The Public claims the three evenings may be viewed in any order, but unless you’re well versed in the subject, attending them in the proper chronological sequence (whether across nights or on weekend marathon days) is the safest strategy. This way, you’ll experience the beginnings of the modern era, when the British suffered a major defeat at Jalalabad in 1842 and half a century later carved up the region into Afghanistan and Pakistan, apparently aware of the fissures this could open; the Communists will then move in, and the United States will see the country as a chief battleground of the Cold War even as it unwittingly fuels greater tensions to come; and then arrives the last decade or so, with the concerns of the Taliban, women’s rights, aid workers, and soldiers taking over to show that both Afghanistan’s present and future remain open questions.

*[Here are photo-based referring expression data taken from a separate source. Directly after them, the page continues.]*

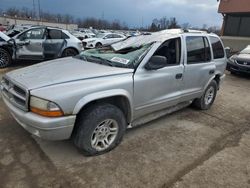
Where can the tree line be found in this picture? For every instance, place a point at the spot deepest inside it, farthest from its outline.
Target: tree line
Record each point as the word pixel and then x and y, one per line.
pixel 156 25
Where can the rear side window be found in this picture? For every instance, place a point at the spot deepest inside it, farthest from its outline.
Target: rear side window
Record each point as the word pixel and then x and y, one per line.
pixel 198 50
pixel 217 48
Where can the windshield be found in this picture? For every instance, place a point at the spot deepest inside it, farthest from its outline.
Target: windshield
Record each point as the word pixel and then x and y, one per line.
pixel 100 35
pixel 246 50
pixel 127 58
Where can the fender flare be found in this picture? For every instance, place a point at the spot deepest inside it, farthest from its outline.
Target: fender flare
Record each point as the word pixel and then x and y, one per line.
pixel 102 95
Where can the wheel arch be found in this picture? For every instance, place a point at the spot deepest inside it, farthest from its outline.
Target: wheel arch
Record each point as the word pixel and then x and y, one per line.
pixel 119 98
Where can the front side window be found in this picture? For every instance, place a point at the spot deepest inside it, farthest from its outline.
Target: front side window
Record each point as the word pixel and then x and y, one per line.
pixel 171 49
pixel 109 36
pixel 198 50
pixel 32 34
pixel 129 57
pixel 54 34
pixel 217 48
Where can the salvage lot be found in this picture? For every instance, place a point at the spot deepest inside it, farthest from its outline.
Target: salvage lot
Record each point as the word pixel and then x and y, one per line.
pixel 189 148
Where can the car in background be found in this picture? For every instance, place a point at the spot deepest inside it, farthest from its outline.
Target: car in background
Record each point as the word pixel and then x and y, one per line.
pixel 44 43
pixel 13 30
pixel 103 39
pixel 6 50
pixel 240 62
pixel 88 33
pixel 82 35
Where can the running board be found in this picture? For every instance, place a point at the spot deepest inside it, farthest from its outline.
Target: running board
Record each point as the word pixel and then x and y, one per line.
pixel 158 114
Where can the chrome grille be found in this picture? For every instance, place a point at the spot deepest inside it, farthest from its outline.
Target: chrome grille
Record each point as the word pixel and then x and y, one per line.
pixel 15 94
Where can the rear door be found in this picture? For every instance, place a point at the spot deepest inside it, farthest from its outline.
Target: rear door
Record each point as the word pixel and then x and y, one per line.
pixel 158 89
pixel 199 66
pixel 30 44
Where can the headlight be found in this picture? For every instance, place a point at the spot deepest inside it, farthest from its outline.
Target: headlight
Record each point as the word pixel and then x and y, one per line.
pixel 44 107
pixel 232 60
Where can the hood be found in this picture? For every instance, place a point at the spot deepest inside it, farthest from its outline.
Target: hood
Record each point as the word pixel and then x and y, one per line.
pixel 62 71
pixel 90 39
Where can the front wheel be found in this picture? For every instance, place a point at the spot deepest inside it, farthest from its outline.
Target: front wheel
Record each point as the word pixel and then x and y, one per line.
pixel 207 99
pixel 99 129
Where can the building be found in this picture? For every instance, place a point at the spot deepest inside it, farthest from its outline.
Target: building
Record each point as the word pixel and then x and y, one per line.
pixel 236 24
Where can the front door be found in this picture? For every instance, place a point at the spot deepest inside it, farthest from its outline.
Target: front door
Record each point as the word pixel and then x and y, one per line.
pixel 30 44
pixel 158 89
pixel 199 68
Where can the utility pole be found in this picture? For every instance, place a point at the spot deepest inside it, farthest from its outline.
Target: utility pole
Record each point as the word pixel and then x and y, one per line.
pixel 39 9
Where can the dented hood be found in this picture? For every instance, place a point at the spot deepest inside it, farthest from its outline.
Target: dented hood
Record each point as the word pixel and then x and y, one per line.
pixel 62 71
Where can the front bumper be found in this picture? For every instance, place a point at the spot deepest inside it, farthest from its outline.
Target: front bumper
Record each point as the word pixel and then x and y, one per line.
pixel 43 127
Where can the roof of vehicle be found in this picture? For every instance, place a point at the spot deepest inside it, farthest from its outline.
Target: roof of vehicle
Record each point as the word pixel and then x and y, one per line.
pixel 160 36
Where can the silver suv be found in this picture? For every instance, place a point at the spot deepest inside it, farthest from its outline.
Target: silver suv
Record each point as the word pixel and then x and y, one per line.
pixel 43 43
pixel 94 97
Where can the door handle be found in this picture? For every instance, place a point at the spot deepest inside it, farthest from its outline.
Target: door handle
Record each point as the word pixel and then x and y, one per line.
pixel 178 76
pixel 211 72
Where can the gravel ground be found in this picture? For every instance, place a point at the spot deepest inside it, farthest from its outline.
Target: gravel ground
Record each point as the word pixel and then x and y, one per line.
pixel 189 148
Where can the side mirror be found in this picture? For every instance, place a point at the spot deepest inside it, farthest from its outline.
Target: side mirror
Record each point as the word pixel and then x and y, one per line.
pixel 156 62
pixel 228 51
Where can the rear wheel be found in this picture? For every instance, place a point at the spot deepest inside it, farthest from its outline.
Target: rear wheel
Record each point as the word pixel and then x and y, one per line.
pixel 69 52
pixel 99 129
pixel 207 99
pixel 5 58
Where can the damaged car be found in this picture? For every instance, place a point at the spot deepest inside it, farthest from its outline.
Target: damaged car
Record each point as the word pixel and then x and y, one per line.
pixel 43 43
pixel 240 62
pixel 102 39
pixel 94 97
pixel 6 50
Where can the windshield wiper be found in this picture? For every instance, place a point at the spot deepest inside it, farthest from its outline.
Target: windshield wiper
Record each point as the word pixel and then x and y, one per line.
pixel 103 61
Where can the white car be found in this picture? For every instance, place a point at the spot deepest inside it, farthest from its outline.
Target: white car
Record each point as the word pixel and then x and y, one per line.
pixel 103 39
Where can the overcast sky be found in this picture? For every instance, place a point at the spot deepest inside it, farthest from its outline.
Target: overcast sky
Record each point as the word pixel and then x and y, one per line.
pixel 133 12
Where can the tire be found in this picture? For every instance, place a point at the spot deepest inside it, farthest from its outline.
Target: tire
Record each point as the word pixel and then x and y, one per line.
pixel 69 52
pixel 98 45
pixel 5 58
pixel 99 129
pixel 207 99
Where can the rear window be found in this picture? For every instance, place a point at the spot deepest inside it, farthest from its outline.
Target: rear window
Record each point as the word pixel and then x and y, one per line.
pixel 217 48
pixel 198 50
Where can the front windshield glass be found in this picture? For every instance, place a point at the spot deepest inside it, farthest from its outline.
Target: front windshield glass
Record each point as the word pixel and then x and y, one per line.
pixel 246 50
pixel 100 35
pixel 127 58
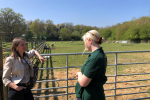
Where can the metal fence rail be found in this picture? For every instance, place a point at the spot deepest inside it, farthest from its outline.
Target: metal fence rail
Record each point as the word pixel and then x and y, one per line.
pixel 115 83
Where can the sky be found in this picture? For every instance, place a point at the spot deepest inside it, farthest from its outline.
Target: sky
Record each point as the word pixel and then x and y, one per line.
pixel 100 13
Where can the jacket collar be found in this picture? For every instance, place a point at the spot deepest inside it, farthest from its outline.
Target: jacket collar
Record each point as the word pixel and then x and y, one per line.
pixel 27 61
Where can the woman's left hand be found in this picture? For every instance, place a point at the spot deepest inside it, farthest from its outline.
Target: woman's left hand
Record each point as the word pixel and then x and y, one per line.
pixel 41 59
pixel 77 74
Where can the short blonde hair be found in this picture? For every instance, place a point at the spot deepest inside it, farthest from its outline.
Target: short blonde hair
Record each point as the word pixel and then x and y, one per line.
pixel 94 35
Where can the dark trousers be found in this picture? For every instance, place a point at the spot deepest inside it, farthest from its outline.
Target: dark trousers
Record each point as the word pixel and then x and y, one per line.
pixel 24 94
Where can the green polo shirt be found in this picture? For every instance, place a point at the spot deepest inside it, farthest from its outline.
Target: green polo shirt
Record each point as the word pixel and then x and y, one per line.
pixel 94 68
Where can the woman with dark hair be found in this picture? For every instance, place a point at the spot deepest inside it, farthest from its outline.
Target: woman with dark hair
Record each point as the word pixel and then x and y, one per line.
pixel 18 69
pixel 92 76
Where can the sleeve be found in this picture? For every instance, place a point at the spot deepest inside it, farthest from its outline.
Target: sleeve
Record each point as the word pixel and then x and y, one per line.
pixel 91 68
pixel 78 90
pixel 31 53
pixel 7 71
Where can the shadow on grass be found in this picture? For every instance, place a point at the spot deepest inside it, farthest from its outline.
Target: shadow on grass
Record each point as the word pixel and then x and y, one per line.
pixel 48 92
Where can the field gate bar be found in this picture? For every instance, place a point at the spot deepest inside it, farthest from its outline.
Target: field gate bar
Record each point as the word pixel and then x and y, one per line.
pixel 115 76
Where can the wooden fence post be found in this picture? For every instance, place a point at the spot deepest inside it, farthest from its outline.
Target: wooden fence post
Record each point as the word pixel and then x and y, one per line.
pixel 1 68
pixel 27 46
pixel 31 44
pixel 35 42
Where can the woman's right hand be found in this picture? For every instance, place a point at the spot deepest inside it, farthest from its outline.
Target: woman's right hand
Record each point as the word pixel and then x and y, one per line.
pixel 19 88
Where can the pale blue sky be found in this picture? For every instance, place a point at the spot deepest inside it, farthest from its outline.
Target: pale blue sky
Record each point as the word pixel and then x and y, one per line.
pixel 100 13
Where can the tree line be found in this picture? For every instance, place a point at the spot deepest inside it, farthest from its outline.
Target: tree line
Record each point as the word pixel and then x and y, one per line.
pixel 14 25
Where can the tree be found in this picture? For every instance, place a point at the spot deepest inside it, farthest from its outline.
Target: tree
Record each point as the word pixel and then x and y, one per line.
pixel 28 36
pixel 76 35
pixel 51 31
pixel 37 27
pixel 65 34
pixel 144 32
pixel 11 24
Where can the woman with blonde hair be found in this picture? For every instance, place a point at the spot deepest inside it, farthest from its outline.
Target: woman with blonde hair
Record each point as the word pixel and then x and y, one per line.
pixel 92 76
pixel 18 69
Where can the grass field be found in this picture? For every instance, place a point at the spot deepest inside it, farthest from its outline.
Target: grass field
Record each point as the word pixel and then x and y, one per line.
pixel 78 60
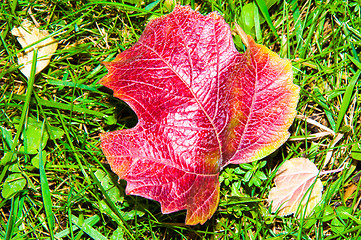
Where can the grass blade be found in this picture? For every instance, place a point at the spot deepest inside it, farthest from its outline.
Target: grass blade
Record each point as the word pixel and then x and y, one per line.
pixel 263 8
pixel 346 100
pixel 45 191
pixel 93 233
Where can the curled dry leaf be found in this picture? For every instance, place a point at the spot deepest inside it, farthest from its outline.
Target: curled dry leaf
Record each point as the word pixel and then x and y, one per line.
pixel 201 105
pixel 28 34
pixel 293 181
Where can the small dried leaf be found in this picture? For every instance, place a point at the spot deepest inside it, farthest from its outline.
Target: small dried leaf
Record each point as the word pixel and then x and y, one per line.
pixel 28 34
pixel 293 180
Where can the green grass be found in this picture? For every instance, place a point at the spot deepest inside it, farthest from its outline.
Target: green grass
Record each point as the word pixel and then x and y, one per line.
pixel 64 188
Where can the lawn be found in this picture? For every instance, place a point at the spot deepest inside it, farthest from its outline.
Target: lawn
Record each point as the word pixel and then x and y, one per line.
pixel 55 182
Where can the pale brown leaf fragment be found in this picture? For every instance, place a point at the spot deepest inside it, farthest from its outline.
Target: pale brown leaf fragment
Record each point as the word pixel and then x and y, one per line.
pixel 28 34
pixel 293 180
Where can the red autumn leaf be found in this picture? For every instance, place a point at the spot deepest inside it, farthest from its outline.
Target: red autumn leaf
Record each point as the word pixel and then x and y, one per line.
pixel 201 105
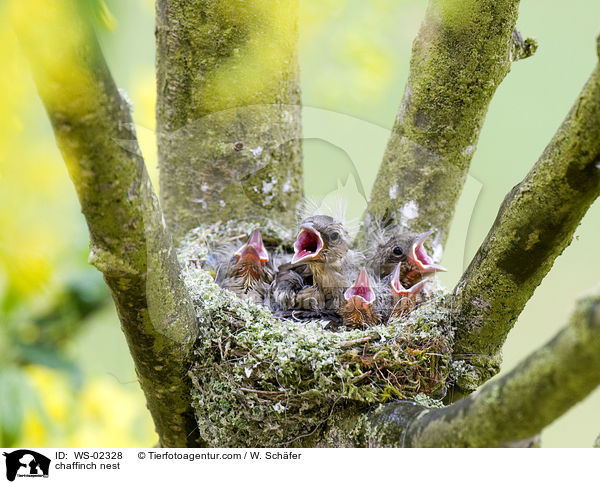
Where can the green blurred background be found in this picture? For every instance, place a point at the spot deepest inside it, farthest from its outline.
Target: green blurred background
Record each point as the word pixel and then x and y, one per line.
pixel 66 377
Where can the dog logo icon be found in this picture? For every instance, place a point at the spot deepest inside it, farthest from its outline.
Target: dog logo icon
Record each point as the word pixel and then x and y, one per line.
pixel 26 463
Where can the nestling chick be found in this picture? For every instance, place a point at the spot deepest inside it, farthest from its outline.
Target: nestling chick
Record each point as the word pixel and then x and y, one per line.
pixel 357 310
pixel 249 272
pixel 404 300
pixel 418 263
pixel 289 281
pixel 324 246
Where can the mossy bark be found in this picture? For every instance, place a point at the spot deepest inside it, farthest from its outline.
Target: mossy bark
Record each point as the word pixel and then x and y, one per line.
pixel 509 411
pixel 228 111
pixel 535 224
pixel 129 241
pixel 462 52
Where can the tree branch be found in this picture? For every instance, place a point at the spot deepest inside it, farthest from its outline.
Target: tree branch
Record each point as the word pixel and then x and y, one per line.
pixel 535 224
pixel 228 111
pixel 129 242
pixel 462 53
pixel 507 411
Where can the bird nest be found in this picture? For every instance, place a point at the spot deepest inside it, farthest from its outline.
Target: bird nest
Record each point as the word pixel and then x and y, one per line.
pixel 263 381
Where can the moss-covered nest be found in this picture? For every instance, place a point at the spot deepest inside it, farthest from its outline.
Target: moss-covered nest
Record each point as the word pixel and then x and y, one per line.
pixel 263 381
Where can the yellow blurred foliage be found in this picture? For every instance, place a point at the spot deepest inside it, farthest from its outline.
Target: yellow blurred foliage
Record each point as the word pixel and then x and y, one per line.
pixel 102 413
pixel 253 74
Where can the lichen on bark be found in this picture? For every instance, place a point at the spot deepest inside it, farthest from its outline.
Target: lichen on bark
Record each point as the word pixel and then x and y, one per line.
pixel 129 242
pixel 461 54
pixel 534 225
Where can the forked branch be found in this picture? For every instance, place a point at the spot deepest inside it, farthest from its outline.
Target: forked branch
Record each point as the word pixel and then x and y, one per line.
pixel 535 224
pixel 228 111
pixel 511 409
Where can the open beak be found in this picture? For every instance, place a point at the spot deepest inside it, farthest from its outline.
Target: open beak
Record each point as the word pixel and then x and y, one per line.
pixel 399 290
pixel 308 245
pixel 360 293
pixel 254 248
pixel 418 256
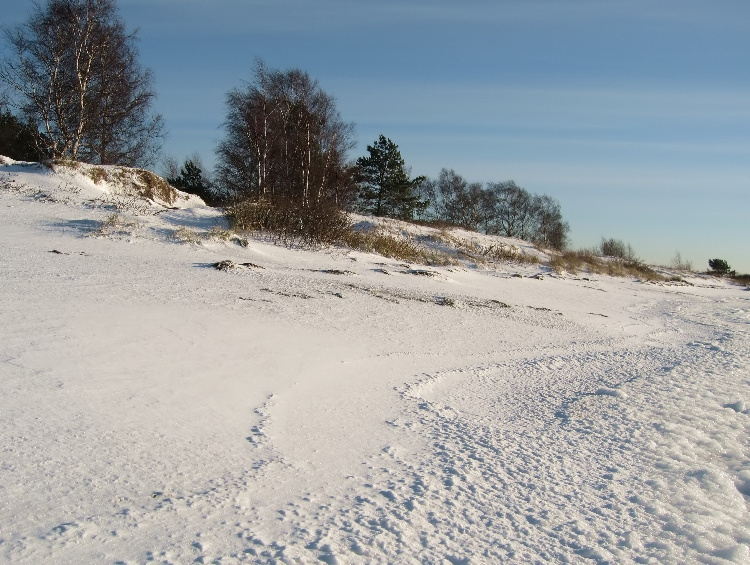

Obviousness and a sense of smug superiority characterize many of the remaining offerings. Playwright Ron Hutchinson has almost drafted “Durand’s Line” as a comedy, with the oh-so-smart Amir Abdur Rahman tut-tutting his way through Sir Henry Mortimer Durand’s attempts to bring order to the chaotic Middle East, and ticking off all the reasons we’re supposed to recognize the very notion was absurd from the start. Amit Gupta yanks us from the late 19th century to the early 21st with his “Campaign,” an astonishingly bland block of after-the-fact exposition for Wilkinson’s work that’s only missing a feather duster–bearing maid wondering when the master will be home.
Some of what remains is merely boring. The entire saga ends on two overwrought notes, first with Richard Bean’s watery examination of aid workers, “On the Side of the Angels,” and then with Simon Stephens’s “Canopy of Stars,” which drives home the dull dual messages that members of the military are making matters worse for both the people of Afghanistan and themselves. Interspersed throughout is “Verbatim,” Richard Norton-Taylor’s editing of speeches from contemporary power players (Hillary Clinton makes a brief appearance), that somehow sheds no new insight on the geopolitical situation.
Yet more is just outright weird. The second collection commences with David Edgar’s “Black Tulips,” which tries and fails to wring suspense from the Communist disintegration of Afghanistan by telling its story backwards (from 1987 to 1981); and fantasy floods “Miniskirts of Kabul,” David Greig’s musing on how a journalist might have imagined the final minutes of Communist leader Najibullah, whom the Taliban murdered in 1996.
But neither they nor Kent, the Tricycle Theatre's artistic director who commissioned the pieces in 2008, can overcome the stop-and-start nature that prevents the show from ever gaining either traction or momentum, whether individually or within each collection. The last thing an enterprise like this needs is pomposity, but a more elevated force behind it as a piece of entertainment might convince us of the playwrights' contention that the last 170 years of Afghanistan have been driven by one bang after another. The Great Game's potentially illuminating macro and micro sagas too often end with whimpers instead.